Nach Fertigstellung rügte der Bauherr sichtbare Unebenheiten innerhalb der Bekleidungsflächen zunächst gegenüber dem Maler. Er war von einer im Fertigzustand ebenen Fläche ohne deutlich sichtbare Unebenheiten ausgegangen.
Der Maler erklärte jedoch, dass sein Auftrag beinhaltete, in Qualitätsstufe Q 3 nach DIN 18363 vorbereitete Oberflächen zu beschichten, mit der Anforderung Qualitätsstufe Q 4 erzeugt zu haben. Die von ihm vorgefundenen Stahlflächen hätten tatsächlich lediglich Q 1 und Q 2 entsprochen. Es war nicht möglich, die vorhandenen Unregelmäßigkeiten durch Verspachteln zu beseitigen.
Von der Bauleitung wurde die Rüge daraufhin an den Metallbauer weitergegeben. Der teilte die Rüge nicht und argumentierte, dass er entsprechend seinem Vertragswerk ein einwandfreies Gewerk erzeugt hätte. Er beauftragte einen Sachverständigen mit der Klärung.
Fehleranalyse und -bewertung

Während der Ortsbesichtigung wurden vom Sachverständigen sichtbare Unebenheiten in allen bereits endbeschichteten Geländer-Abschnitten festgestellt. Eine Analyse des Werkvertrages (die VOB war vereinbart) ergab, dass keine besonderen Qualitätsansprüche an die Ebenheit der Blechbekleidung vereinbart waren. Hohe Qualitätsansprüche der Stufe Q 3 nach DIN 18363 konnten also nicht ohne besondere Vereinbarung erwartet werden. Die ATV DIN 18363 Maler und Lackierarbeiten; Beschichtungen ist ohne vorherige Vereinbarung nicht das einzuhaltende Regelwerk für den Metallbauer. Es bezieht sich auf das Gewerk Maler- und Lackierarbeiten. Die hohen Ansprüche an die Ebenheit in dieser ATV sind werkstoffbedingt in Verbindung mit Schweißprozessen bei Stahlblecharbeiten nur unter besonderen Verarbeitungstechniken herzustellen.
Bei Schweißprozessen kommt es zu Materialverwerfungen und Gefügeveränderungen, die sich in farbbeschichteten Oberflächen abbilden. Auch der thermische Einfluss spielt eine Rolle. Stahlbleche sind temperaturabhängigen Volumenveränderungen unterworfen.

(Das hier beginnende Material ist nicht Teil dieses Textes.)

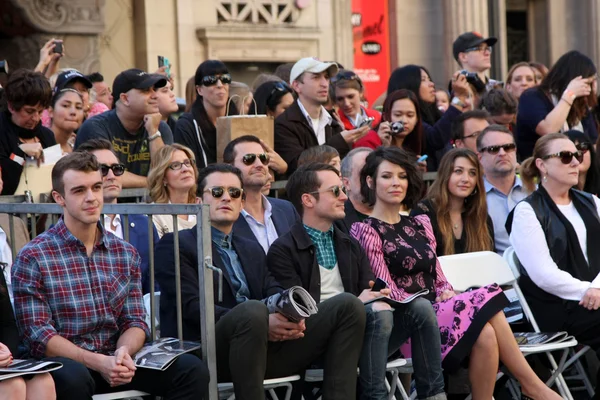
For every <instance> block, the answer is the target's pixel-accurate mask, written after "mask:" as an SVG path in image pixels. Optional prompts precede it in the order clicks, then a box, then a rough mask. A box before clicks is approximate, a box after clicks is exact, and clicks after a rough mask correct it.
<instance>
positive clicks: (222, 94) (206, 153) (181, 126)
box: [173, 60, 238, 168]
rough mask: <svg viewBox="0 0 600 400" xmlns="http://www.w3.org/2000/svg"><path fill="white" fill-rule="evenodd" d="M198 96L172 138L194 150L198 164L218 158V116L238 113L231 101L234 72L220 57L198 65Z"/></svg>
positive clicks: (204, 162)
mask: <svg viewBox="0 0 600 400" xmlns="http://www.w3.org/2000/svg"><path fill="white" fill-rule="evenodd" d="M194 82H195V84H196V92H197V93H198V96H197V97H196V100H195V101H194V104H192V109H191V111H190V112H189V113H184V114H183V115H182V116H181V117H180V118H179V119H178V120H177V124H176V125H175V132H173V138H174V140H175V142H176V143H180V144H182V145H184V146H186V147H188V148H189V149H191V150H192V152H193V154H194V159H195V160H196V162H197V164H198V167H199V168H204V167H205V166H207V165H208V164H214V163H216V162H217V128H216V124H217V118H219V117H224V116H226V114H227V107H229V114H228V115H237V114H238V110H237V107H236V106H235V104H233V102H231V104H229V106H228V105H227V103H228V101H229V84H230V83H231V75H230V74H229V70H228V69H227V66H226V65H225V64H224V63H222V62H221V61H218V60H206V61H204V62H203V63H202V64H200V65H199V66H198V69H196V75H195V78H194Z"/></svg>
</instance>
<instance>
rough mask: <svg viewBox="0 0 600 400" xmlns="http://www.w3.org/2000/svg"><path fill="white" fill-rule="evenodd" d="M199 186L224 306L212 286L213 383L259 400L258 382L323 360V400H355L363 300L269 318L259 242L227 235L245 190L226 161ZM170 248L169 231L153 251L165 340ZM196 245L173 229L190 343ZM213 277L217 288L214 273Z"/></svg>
mask: <svg viewBox="0 0 600 400" xmlns="http://www.w3.org/2000/svg"><path fill="white" fill-rule="evenodd" d="M198 182H199V183H198V193H200V194H201V196H202V197H201V199H202V202H203V203H206V204H208V205H209V206H210V220H211V233H212V256H213V263H214V265H215V266H216V267H218V268H220V269H221V270H222V271H223V281H224V282H223V301H222V302H219V301H218V299H217V289H216V287H215V317H216V318H215V319H216V321H217V323H216V326H215V337H216V342H217V343H216V344H217V368H218V379H219V380H220V381H232V382H233V385H234V390H235V396H236V399H239V400H245V399H248V400H255V399H262V398H264V389H263V387H262V382H263V380H264V379H266V378H275V377H282V376H288V375H293V374H297V373H299V372H301V371H303V370H304V369H306V368H307V367H309V366H310V364H311V363H312V362H313V361H314V360H316V359H323V360H325V366H324V368H325V381H324V398H328V399H334V400H337V399H339V400H342V399H344V400H345V399H353V398H356V367H357V364H358V358H359V355H360V348H361V344H362V338H363V334H364V327H365V311H364V307H363V305H362V304H361V302H360V301H358V300H357V299H356V297H354V296H351V295H347V296H337V297H336V299H331V300H330V301H327V302H324V303H322V304H320V305H319V310H318V313H317V314H314V315H312V316H311V317H310V318H308V319H306V320H303V321H301V322H299V323H293V322H290V321H288V320H287V319H286V318H285V317H283V316H282V315H281V314H279V313H274V314H269V311H268V309H267V307H266V305H265V304H264V303H263V302H261V301H260V300H261V299H264V298H266V297H268V296H271V295H273V294H275V293H279V292H281V291H282V288H281V286H280V285H279V284H278V283H277V282H276V281H275V279H274V278H273V277H272V276H271V274H270V273H269V272H268V269H267V265H266V255H265V254H264V251H262V248H261V247H260V245H259V244H257V243H256V242H255V241H252V240H248V239H246V238H243V237H241V236H239V235H237V234H236V233H235V232H233V224H234V222H235V221H236V220H237V218H238V216H239V213H240V212H241V210H242V199H243V193H244V192H243V184H242V177H241V173H240V171H239V170H238V169H237V168H235V167H233V166H231V165H229V164H212V165H209V166H208V167H206V168H204V169H202V171H201V172H200V173H199V176H198ZM173 246H174V240H173V234H172V233H170V234H167V235H165V236H164V237H163V238H162V239H161V241H160V242H159V244H158V246H157V249H156V266H157V267H156V277H157V279H158V281H159V284H160V287H161V298H160V316H161V334H162V335H164V336H175V335H176V334H177V332H176V326H177V323H176V307H175V302H176V293H175V268H174V262H173V258H174V248H173ZM196 246H197V236H196V229H190V230H185V231H181V232H179V254H180V261H181V299H182V307H183V337H184V338H185V339H191V340H198V339H200V324H199V312H200V311H199V294H198V293H199V286H198V262H199V260H198V254H197V250H196V249H197V247H196ZM214 277H215V280H214V282H215V284H216V282H218V275H217V274H215V275H214ZM257 300H258V301H257Z"/></svg>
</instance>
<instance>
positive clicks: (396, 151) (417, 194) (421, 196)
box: [360, 147, 423, 208]
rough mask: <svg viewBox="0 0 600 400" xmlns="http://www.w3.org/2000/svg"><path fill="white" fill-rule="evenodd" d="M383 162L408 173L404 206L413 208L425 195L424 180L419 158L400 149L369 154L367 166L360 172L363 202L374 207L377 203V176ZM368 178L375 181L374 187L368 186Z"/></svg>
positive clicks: (367, 157)
mask: <svg viewBox="0 0 600 400" xmlns="http://www.w3.org/2000/svg"><path fill="white" fill-rule="evenodd" d="M383 161H388V162H390V163H392V164H396V165H398V166H400V167H402V168H403V169H404V171H406V175H407V178H408V189H407V191H406V196H405V197H404V200H403V201H402V204H403V205H405V206H406V207H408V208H413V207H414V206H415V205H416V204H417V202H419V200H421V198H422V194H423V179H422V178H421V174H420V173H419V171H417V158H416V156H415V155H414V154H412V153H410V152H408V151H406V150H403V149H400V148H398V147H378V148H377V149H375V151H373V152H372V153H371V154H369V155H368V156H367V158H366V160H365V166H364V167H363V169H362V170H361V171H360V193H361V195H362V197H363V201H364V202H365V203H367V204H368V205H370V206H374V205H375V202H376V201H377V194H376V193H377V179H376V178H377V174H378V170H379V166H380V165H381V163H382V162H383ZM367 176H370V177H371V179H372V180H373V187H372V188H370V187H369V185H367Z"/></svg>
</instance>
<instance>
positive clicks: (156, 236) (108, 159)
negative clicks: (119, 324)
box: [76, 139, 160, 294]
mask: <svg viewBox="0 0 600 400" xmlns="http://www.w3.org/2000/svg"><path fill="white" fill-rule="evenodd" d="M76 151H87V152H88V153H92V154H93V155H94V156H96V159H97V160H98V162H99V163H100V172H101V173H102V197H103V198H104V204H117V199H118V197H119V195H120V194H121V189H122V188H123V184H122V182H121V180H122V177H123V174H124V173H125V166H124V165H123V164H120V163H119V160H118V159H117V156H116V155H115V153H114V151H113V149H112V145H111V144H110V142H109V141H108V140H104V139H90V140H88V141H87V142H85V143H84V144H82V145H81V146H79V147H78V148H77V150H76ZM124 219H125V218H124V217H123V216H121V215H120V214H116V215H115V214H104V229H106V230H107V231H108V232H110V233H112V234H113V235H115V236H117V237H118V238H119V239H125V233H124V229H125V228H124V226H123V224H124ZM127 219H128V223H129V239H128V242H129V243H131V244H132V245H133V247H135V249H136V250H137V251H138V253H139V254H140V258H141V264H140V268H141V270H142V293H143V294H146V293H149V292H150V248H149V244H148V217H147V216H146V215H136V214H130V215H128V216H127ZM152 234H153V236H154V245H155V246H156V243H158V240H159V239H160V238H159V237H158V232H157V231H156V228H155V227H154V224H153V225H152ZM154 290H155V291H159V290H160V289H159V288H158V284H155V287H154Z"/></svg>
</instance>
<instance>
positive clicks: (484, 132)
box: [477, 125, 528, 255]
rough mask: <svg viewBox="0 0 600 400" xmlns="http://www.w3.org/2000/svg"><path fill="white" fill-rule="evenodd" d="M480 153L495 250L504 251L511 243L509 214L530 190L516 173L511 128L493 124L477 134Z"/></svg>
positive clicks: (512, 137) (512, 136)
mask: <svg viewBox="0 0 600 400" xmlns="http://www.w3.org/2000/svg"><path fill="white" fill-rule="evenodd" d="M477 149H478V157H479V161H480V162H481V165H482V167H483V172H484V174H485V177H484V180H483V183H484V185H485V193H486V198H487V205H488V214H489V215H490V217H491V218H492V222H493V223H494V242H495V243H496V251H497V252H498V254H500V255H502V254H503V253H504V250H506V248H507V247H509V246H510V241H509V239H508V232H507V231H506V227H505V224H506V218H507V217H508V214H509V213H510V212H511V211H512V209H513V208H515V206H516V205H517V203H518V202H519V201H521V200H523V199H524V198H525V197H527V195H528V193H527V191H526V190H525V187H524V186H523V183H522V182H521V179H520V178H519V176H517V175H516V168H517V165H518V164H517V145H516V144H515V138H514V137H513V134H512V132H511V131H510V130H509V129H508V128H507V127H505V126H502V125H490V126H488V127H487V128H485V129H484V130H483V131H482V132H481V133H480V134H479V136H478V137H477Z"/></svg>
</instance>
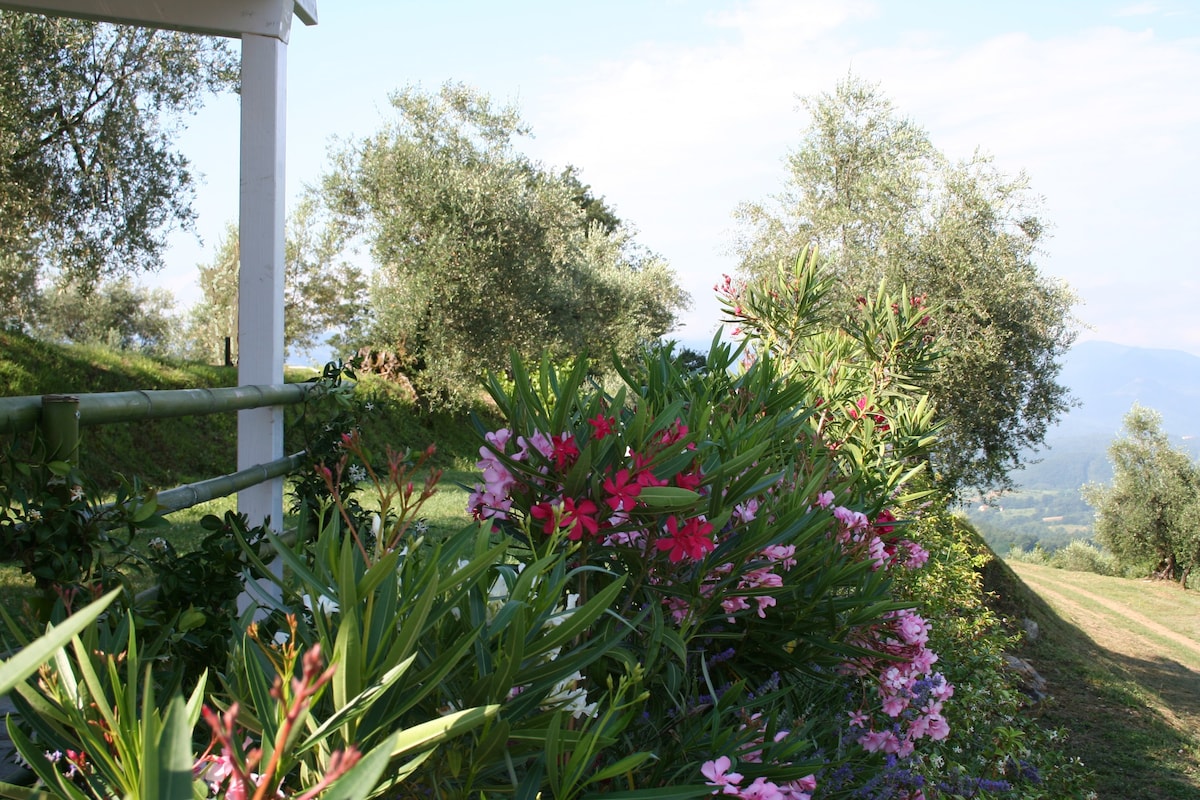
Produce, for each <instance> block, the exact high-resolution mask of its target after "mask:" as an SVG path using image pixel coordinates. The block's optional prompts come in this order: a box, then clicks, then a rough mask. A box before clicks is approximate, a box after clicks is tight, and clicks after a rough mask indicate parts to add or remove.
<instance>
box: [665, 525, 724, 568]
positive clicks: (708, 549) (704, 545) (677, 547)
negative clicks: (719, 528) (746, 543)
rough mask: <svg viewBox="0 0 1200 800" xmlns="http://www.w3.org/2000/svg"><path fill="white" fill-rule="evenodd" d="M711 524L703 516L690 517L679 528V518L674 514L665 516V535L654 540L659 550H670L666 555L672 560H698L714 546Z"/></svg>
mask: <svg viewBox="0 0 1200 800" xmlns="http://www.w3.org/2000/svg"><path fill="white" fill-rule="evenodd" d="M712 534H713V525H712V524H710V523H709V522H707V521H706V519H704V518H703V517H691V518H690V519H688V521H686V522H685V523H684V524H683V530H680V529H679V518H678V517H676V516H674V515H672V516H670V517H667V536H664V537H662V539H660V540H658V541H656V542H654V545H655V547H658V548H659V549H660V551H671V554H670V555H668V557H667V558H670V559H671V560H672V561H682V560H683V559H684V558H690V559H692V560H694V561H698V560H700V559H702V558H704V553H710V552H712V551H713V549H715V548H716V545H715V542H713V536H712Z"/></svg>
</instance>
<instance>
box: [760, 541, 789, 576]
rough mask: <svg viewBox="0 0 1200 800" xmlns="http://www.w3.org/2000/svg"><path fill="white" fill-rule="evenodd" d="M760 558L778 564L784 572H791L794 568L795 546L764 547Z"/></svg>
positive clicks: (772, 546)
mask: <svg viewBox="0 0 1200 800" xmlns="http://www.w3.org/2000/svg"><path fill="white" fill-rule="evenodd" d="M762 557H763V558H764V559H767V560H768V561H774V563H776V564H779V565H780V566H782V567H784V569H785V570H791V569H792V567H793V566H796V545H772V546H769V547H764V548H763V551H762Z"/></svg>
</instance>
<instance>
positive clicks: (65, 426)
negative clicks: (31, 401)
mask: <svg viewBox="0 0 1200 800" xmlns="http://www.w3.org/2000/svg"><path fill="white" fill-rule="evenodd" d="M40 423H41V428H42V440H43V441H44V443H46V461H65V462H67V463H70V464H76V463H78V461H79V398H78V397H76V396H73V395H43V396H42V414H41V421H40Z"/></svg>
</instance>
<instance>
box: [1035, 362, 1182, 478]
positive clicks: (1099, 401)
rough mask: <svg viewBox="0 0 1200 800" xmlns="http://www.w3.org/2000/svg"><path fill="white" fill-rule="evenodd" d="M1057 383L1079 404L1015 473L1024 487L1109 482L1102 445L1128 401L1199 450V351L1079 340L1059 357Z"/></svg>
mask: <svg viewBox="0 0 1200 800" xmlns="http://www.w3.org/2000/svg"><path fill="white" fill-rule="evenodd" d="M1060 383H1062V384H1063V385H1064V386H1067V387H1068V389H1070V393H1072V396H1073V397H1074V398H1075V399H1076V401H1078V402H1079V405H1078V407H1075V408H1073V409H1070V411H1068V413H1067V414H1066V415H1064V417H1063V419H1062V420H1061V421H1060V422H1058V425H1057V426H1056V427H1055V428H1054V429H1052V431H1050V433H1049V434H1048V435H1046V444H1048V447H1046V449H1044V450H1042V451H1040V452H1038V453H1037V455H1036V456H1034V457H1033V458H1034V459H1036V462H1034V463H1032V464H1030V465H1028V467H1026V468H1025V469H1024V470H1021V471H1019V473H1016V474H1015V475H1014V476H1013V477H1014V481H1015V482H1016V485H1018V486H1019V487H1021V488H1025V489H1078V487H1080V486H1082V485H1084V483H1087V482H1100V483H1104V482H1108V481H1109V480H1111V477H1112V469H1111V467H1110V464H1109V462H1108V446H1109V444H1110V443H1111V441H1112V439H1115V438H1116V437H1117V435H1120V434H1121V429H1122V421H1123V419H1124V415H1126V414H1128V413H1129V409H1130V408H1132V407H1133V404H1134V403H1140V404H1141V405H1145V407H1147V408H1152V409H1154V410H1156V411H1158V413H1159V414H1162V415H1163V429H1164V431H1166V432H1168V433H1169V434H1171V439H1172V441H1175V444H1177V445H1178V446H1182V447H1184V449H1187V450H1189V451H1190V452H1192V453H1193V456H1198V455H1200V416H1198V413H1200V356H1194V355H1192V354H1189V353H1183V351H1181V350H1159V349H1152V348H1136V347H1128V345H1126V344H1112V343H1110V342H1080V343H1079V344H1076V345H1075V347H1073V348H1072V349H1070V351H1069V353H1068V354H1067V356H1066V359H1064V360H1063V368H1062V373H1061V374H1060Z"/></svg>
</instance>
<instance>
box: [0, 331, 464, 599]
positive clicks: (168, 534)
mask: <svg viewBox="0 0 1200 800" xmlns="http://www.w3.org/2000/svg"><path fill="white" fill-rule="evenodd" d="M310 377H312V373H311V371H298V372H295V373H294V374H288V375H287V377H286V379H287V380H305V379H308V378H310ZM236 383H238V373H236V368H233V367H214V366H209V365H200V363H192V362H180V361H164V360H160V359H150V357H145V356H142V355H137V354H128V353H116V351H112V350H107V349H103V348H94V347H58V345H53V344H47V343H44V342H38V341H35V339H30V338H28V337H25V336H20V335H17V333H12V332H7V331H0V396H2V397H20V396H30V395H50V393H72V392H84V391H86V392H118V391H132V390H162V389H197V387H217V386H232V385H235V384H236ZM356 396H358V397H359V401H360V403H362V404H364V405H366V404H367V403H370V404H371V407H372V409H373V410H372V411H371V413H367V414H365V415H364V419H362V427H364V435H365V439H366V440H367V441H370V443H372V445H373V446H377V447H378V449H379V451H380V452H379V456H380V457H382V456H383V452H382V451H383V449H384V447H391V449H392V450H404V449H413V450H424V449H425V447H426V446H428V445H430V444H436V445H437V446H438V455H437V457H436V458H434V462H433V463H434V465H437V467H442V468H448V469H449V470H450V473H449V475H448V476H446V479H445V480H444V481H443V491H442V492H440V493H439V497H438V498H437V501H436V503H432V504H431V507H430V509H427V510H426V516H428V517H430V522H431V524H433V525H436V527H437V525H439V524H440V525H442V527H450V525H455V524H457V522H456V521H455V519H454V517H455V516H456V515H458V516H460V517H461V519H463V521H464V519H466V515H464V512H463V509H464V507H466V497H464V494H463V493H462V492H456V491H454V489H455V486H454V485H455V482H462V481H469V480H472V477H470V475H469V474H468V473H467V471H463V468H473V465H474V464H473V462H474V456H475V449H476V447H478V445H475V444H474V439H473V435H472V433H470V431H472V426H470V425H469V423H468V422H467V421H466V420H464V419H463V417H462V416H461V415H460V416H455V415H450V414H434V415H430V414H419V413H418V411H416V410H415V409H414V408H413V405H412V403H410V402H409V401H408V398H407V396H406V393H404V392H403V391H402V390H400V389H398V387H397V386H395V385H392V384H389V383H386V381H384V380H380V379H378V378H376V377H373V375H362V377H361V380H360V381H359V385H358V392H356ZM288 419H289V421H290V419H292V414H290V413H289V417H288ZM284 427H286V428H288V423H286V426H284ZM286 434H287V439H288V441H287V445H286V450H287V452H295V451H298V450H301V449H302V447H304V444H302V441H301V440H300V438H299V437H296V435H295V433H294V431H292V429H288V431H286ZM80 439H82V447H80V452H82V467H83V469H84V471H85V474H86V475H88V476H89V477H90V479H91V480H95V481H96V482H97V483H98V485H100V486H101V487H103V488H108V489H112V488H114V487H115V486H116V483H118V479H116V476H118V474H124V475H126V476H131V477H132V476H134V475H136V476H138V477H140V479H143V481H144V482H146V483H148V485H150V486H154V487H157V488H169V487H173V486H178V485H180V483H186V482H190V481H196V480H202V479H206V477H214V476H216V475H221V474H224V473H229V471H233V470H234V469H235V467H236V444H235V443H236V416H235V415H234V414H214V415H209V416H197V417H184V419H178V420H154V421H146V422H140V423H127V425H110V426H103V427H95V428H84V429H83V431H82V437H80ZM29 440H30V434H23V435H22V437H19V438H16V437H13V435H6V434H0V447H2V449H4V450H5V451H7V449H8V447H11V446H16V447H17V450H18V452H25V451H26V450H28V446H29ZM233 506H234V501H233V499H232V498H228V499H218V500H214V501H212V503H210V504H205V506H204V507H203V509H198V510H185V511H181V512H179V513H176V515H173V516H172V521H173V527H172V529H168V530H164V531H161V533H162V534H164V535H167V536H168V537H170V539H172V540H173V541H174V543H175V545H176V547H179V548H180V549H181V551H187V549H192V548H193V547H194V546H196V542H197V541H198V540H199V539H200V537H202V536H203V531H200V530H199V527H198V525H196V524H194V522H196V521H198V519H199V517H200V516H202V515H203V513H217V515H218V516H220V515H221V513H223V512H224V511H226V510H229V509H232V507H233ZM180 523H182V524H180ZM188 523H193V524H188ZM29 584H30V581H29V579H28V577H26V576H22V575H20V572H19V569H18V565H16V564H12V563H0V603H2V604H5V606H6V607H10V608H19V606H20V602H19V601H20V597H22V596H23V595H24V594H25V593H26V591H28V587H29Z"/></svg>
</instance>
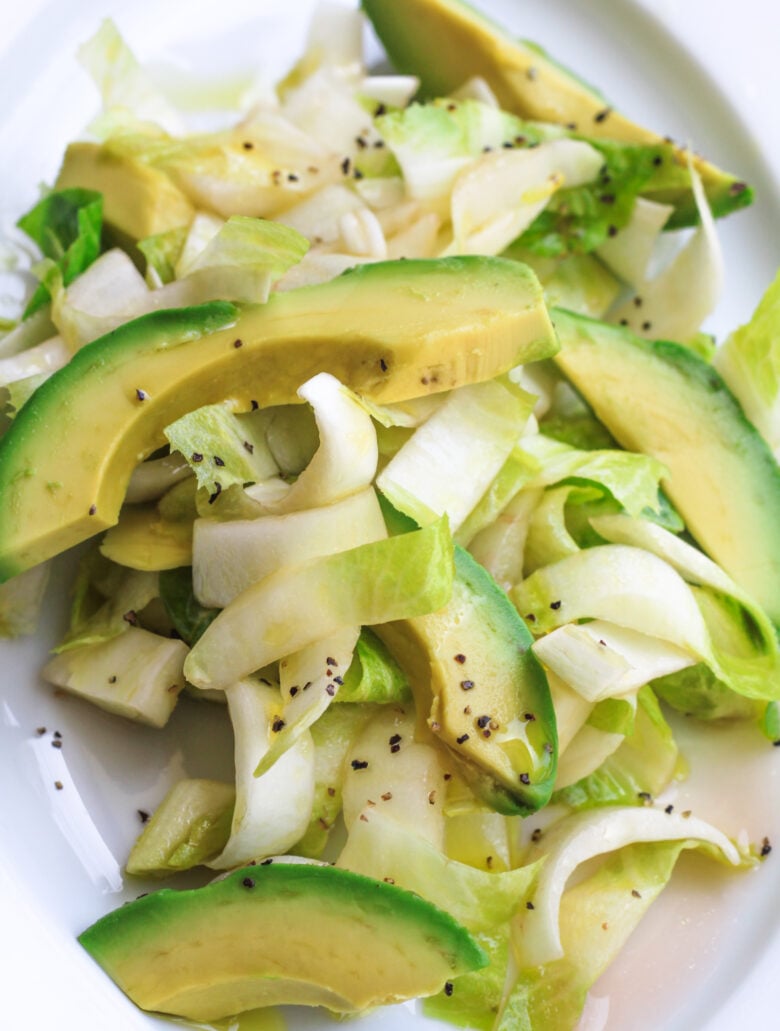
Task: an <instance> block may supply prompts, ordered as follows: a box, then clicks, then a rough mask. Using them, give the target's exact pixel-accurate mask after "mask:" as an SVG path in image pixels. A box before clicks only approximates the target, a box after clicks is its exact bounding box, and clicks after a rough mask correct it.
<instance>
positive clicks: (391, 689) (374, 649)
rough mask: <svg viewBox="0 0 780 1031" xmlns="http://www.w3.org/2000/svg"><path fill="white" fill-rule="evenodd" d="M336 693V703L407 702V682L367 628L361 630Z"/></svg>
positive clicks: (389, 655)
mask: <svg viewBox="0 0 780 1031" xmlns="http://www.w3.org/2000/svg"><path fill="white" fill-rule="evenodd" d="M343 679H344V683H343V684H342V685H341V687H340V688H339V690H338V691H337V693H336V696H335V698H336V701H338V702H363V703H364V704H365V703H366V702H375V703H378V704H387V703H389V702H408V701H410V700H411V689H410V687H409V681H408V679H407V677H406V675H405V673H404V672H403V670H402V669H401V667H400V666H399V664H398V663H397V662H396V660H395V659H394V658H393V656H392V655H391V653H389V652H388V651H387V647H386V645H385V644H384V643H383V642H382V641H381V640H379V638H378V637H377V636H376V634H375V633H374V632H373V631H372V630H370V629H369V628H368V627H364V628H363V629H362V630H361V635H360V637H359V638H358V643H357V644H355V646H354V655H353V657H352V661H351V663H350V665H349V668H348V669H347V671H346V673H345V674H344V677H343Z"/></svg>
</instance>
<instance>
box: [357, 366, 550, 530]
mask: <svg viewBox="0 0 780 1031" xmlns="http://www.w3.org/2000/svg"><path fill="white" fill-rule="evenodd" d="M534 400H535V399H534V397H533V396H532V395H530V394H528V393H527V392H525V391H522V390H521V389H519V388H516V387H514V386H512V385H510V386H509V387H505V386H504V385H503V384H501V383H499V381H498V380H489V381H487V383H482V384H472V385H470V386H468V387H462V388H461V389H460V390H457V391H453V392H452V393H451V394H449V395H448V396H447V398H446V400H445V401H444V402H443V404H441V405H440V406H439V407H438V408H437V409H436V411H435V412H434V413H433V414H432V415H431V418H430V419H429V420H428V421H427V422H425V423H423V424H422V425H421V426H420V427H419V428H418V429H417V430H416V431H415V432H414V434H413V435H412V436H411V437H410V438H409V440H408V441H407V442H406V443H405V444H404V445H403V446H402V447H401V450H400V451H399V452H398V453H397V454H396V455H395V457H394V458H393V459H392V460H391V462H389V463H388V464H387V465H386V466H385V467H384V468H383V469H382V471H381V472H380V473H379V475H378V476H377V477H376V485H377V487H378V488H379V490H380V491H381V492H382V494H383V495H384V496H385V497H386V498H387V499H388V500H389V501H391V502H392V503H393V505H394V506H395V507H396V508H399V509H401V510H402V511H404V512H405V513H406V514H408V515H410V517H411V518H412V519H414V520H415V521H416V522H417V523H419V524H420V525H425V524H428V523H431V522H432V521H434V520H436V519H438V518H439V517H440V515H442V514H443V513H445V512H446V513H447V515H448V518H449V521H450V525H451V527H452V529H453V530H457V528H459V527H460V526H461V524H462V523H464V521H465V520H466V519H467V517H468V515H469V514H470V512H471V511H472V509H473V508H474V507H475V506H476V505H477V503H478V502H479V501H480V499H481V498H482V497H483V495H484V494H485V492H486V491H487V490H488V489H489V487H490V485H491V483H493V480H494V479H495V478H496V477H497V476H498V475H499V473H500V472H501V470H502V468H503V467H504V465H505V463H506V461H507V459H508V458H509V457H510V455H511V454H512V452H513V450H514V446H515V444H516V443H517V441H518V439H519V437H520V434H521V433H522V431H523V428H524V426H525V424H527V422H528V420H529V417H530V415H531V411H532V408H533V405H534Z"/></svg>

Zwischen den Schweißnähten kommt es zeitweise zu Ausbeulungen. Dabei spielt es eine Rolle, dass die Treppenläufe direkt hinter einer Glasfassade verliefen und zeitweise intensiv der Sonneneinstrahlung ausgesetzt waren.
In Bezug auf dieses Gewerk waren die Toleranznormen DIN 18202 und DIN EN ISO 13920 die Regeln, die zur Bewertung durch den Sachverständigen heranzuziehen waren.
Diese Regelwerke lassen bei hier maßgeblichen Messpunktabständen von drei Metern Abweichungen von der Ebenheit von bis zu elf Millimetern zu. Die vom Sachverständigen festgestellten Abweichungen innerhalb der Flächen der Treppenbekleidungen betrugen im Maximum vier Millimeter.
Das Gewerk Metallbau (Herstellung der vollflächig verkleideten Treppengeländer) wurde vom Metallbauer im Rahmen der für dieses Gewerk geltenden Toleranzen hergestellt.
Schadensvermeidung und -beseitigung.

Die Erwartungshaltung an das fertige Objekt in Bezug auf das Erscheinungsbild sollte vor Auftragsvergabe beziehungsweise Annahme eindeutig festgelegt sein. Die Machbarkeit muss unter Berücksichtigung der Verhältnismäßigkeit geprüft werden. Im vorliegenden Fall ist mit einem temperaturabhängigen, sich stetig verändernden Erscheinungsbild zu rechnen. Der gewählte Werkstoff Stahl und dessen Eigenschaften und Fertigungsbedingungen, auch durch Schweißen, prägen den Charakter des visuellen Erscheinungsbildes der Bekleidungen.
PRAXISTIPP:
- Bei hohen Ansprüchen an das optische Erscheinungsbild Ihres Produktes müssen Sie die Erwartungen im Detail unter Überprüfung der Machbarkeit mit dem Kunden abstimmen
Zusatzinfos
Baujahr: 2024
Schadensjahr: 2024
GELTENDE REGELN:
Die Beachtung folgender Normen, Richtlinien, Verordnungen und Regeln sind die Voraussetzung für die fachtechnisch einwandfreie Ausführung der Arbeit:
- Fachregelwerk Metallbauerhandwerk – Konstruktionstechnik: Kap. 1.19.4.1 Maßtoleranzen
- DIN 18202 Toleranzen im Hochbau; Bauwerke,
- DIN 18363 VOB Vergabe- und Vertragsordnung für Bauleistungen; Teil C: Allgemeine Technische Vertragsbedingungen für Bauleistungen (ATV); Maler- und Lackierarbeiten; Beschichtungen,
- DIN EN ISO 13920 Schweißen; Allgemeintoleranzen für Schweißkonstruktionen; Längen- und Winkelmaße, Form und Lage.